The AI euphoria driving this is partly due to global debt having ballooned from $64 trillion in 2000 to $338 trillion today. Every major asset — stocks, bonds, property — has been inflated by decades of easy money. What looks like prosperity is really devaluation in disguise.
 
Meanwhile, most investors no longer pick stocks; algorithms do. Trillions flow automatically into ETFs that chase price momentum, not profit. When liquidity dries up, everything will fall together.

Even the gains AI firms are making come at a cost elsewhere. As the industry sucks up all the available capital, it’s also consuming massive amounts of electricity. Hyperscale data centers use roughly 4.5% of America’s electricity, a figure that could triple in the next two years.
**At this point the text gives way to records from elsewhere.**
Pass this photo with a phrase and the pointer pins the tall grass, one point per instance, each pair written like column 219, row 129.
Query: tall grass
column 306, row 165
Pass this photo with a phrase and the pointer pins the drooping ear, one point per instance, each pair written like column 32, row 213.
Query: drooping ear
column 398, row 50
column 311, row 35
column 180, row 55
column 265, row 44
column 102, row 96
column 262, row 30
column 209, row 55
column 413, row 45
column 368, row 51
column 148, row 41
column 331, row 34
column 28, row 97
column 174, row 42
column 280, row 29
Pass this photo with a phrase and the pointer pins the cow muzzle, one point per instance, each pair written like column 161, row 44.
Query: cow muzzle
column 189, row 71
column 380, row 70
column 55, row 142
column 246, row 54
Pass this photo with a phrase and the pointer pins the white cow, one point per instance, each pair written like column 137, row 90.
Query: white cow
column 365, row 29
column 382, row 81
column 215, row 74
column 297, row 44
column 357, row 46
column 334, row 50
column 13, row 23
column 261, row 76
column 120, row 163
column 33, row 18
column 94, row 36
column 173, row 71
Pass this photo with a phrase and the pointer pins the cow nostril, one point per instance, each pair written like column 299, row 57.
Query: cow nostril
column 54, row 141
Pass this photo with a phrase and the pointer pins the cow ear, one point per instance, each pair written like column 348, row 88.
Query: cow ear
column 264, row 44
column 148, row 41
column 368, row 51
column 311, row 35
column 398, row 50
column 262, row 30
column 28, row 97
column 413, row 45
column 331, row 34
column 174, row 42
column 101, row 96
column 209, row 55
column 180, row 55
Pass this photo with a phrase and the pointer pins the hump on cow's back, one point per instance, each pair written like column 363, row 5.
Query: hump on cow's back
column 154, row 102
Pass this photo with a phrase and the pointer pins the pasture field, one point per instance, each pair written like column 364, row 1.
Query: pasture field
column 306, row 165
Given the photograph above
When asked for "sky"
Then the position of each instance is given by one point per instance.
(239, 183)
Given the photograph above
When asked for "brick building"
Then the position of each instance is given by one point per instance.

That’s raising electricity prices – up about 13% on average between October 2022 and June 2025.  

AI centers require significant power to operate and a lot of water to keep them cool, straining local grids and raising utility water prices in areas where these data centers are concentrated. That puts upward pressure on inflation, making both households and businesses more costly to run.

And the supposed AI “revolution that is going to kick off the fourth industrial revolution and even pose an existential threat to humanity? A July MIT study found 95% of AI projects deliver zero profit. Yet trillions in capital keep flooding in. Data-center investment alone could exceed $5 trillion by 2030 — which would require AI services to generate revenues equal to 10% of total U.S. GDP just to break even. Pure fantasy economics and yet the oligarchic insanity over an AI takeover of everything goes on unabated. 

On top of all that it emerged last week that AI large language models can quite easily be 'poisoned' and caused to spew out gibberish by hackers. 

AI is a massive mis-allocation of capital running in trillions of dollars. Now the data-center theme seems to be going out, people rejecting data centers across the west, due to their energy issues, and effect on fresh water sources.

So many sub-sectors of  stock markets have already been falling 6 months or more (transportation, chemicals, materials etc.) but this has largely been concealed because a few big tech corporations heavily invested in AI have propped up the indexes so the headline figures have looked good.

As Wall Street, Lndon and other stock exchanges brace themselves for tech carnage, analysts are starting to wonder if a bigger financial collapse than the dot-com collapse is just around the corner.  

AI may be approaching its moment of truth. A technology built to unleash the economy is starting to weigh it down.

 The investment flows that have and are still inflating the AI bubble are dependent on monetary flows, and right now we seem to be seeing another liquidity crunch, which will take down everything.  The key issue is who is going to save the banks that are too big to fail this time.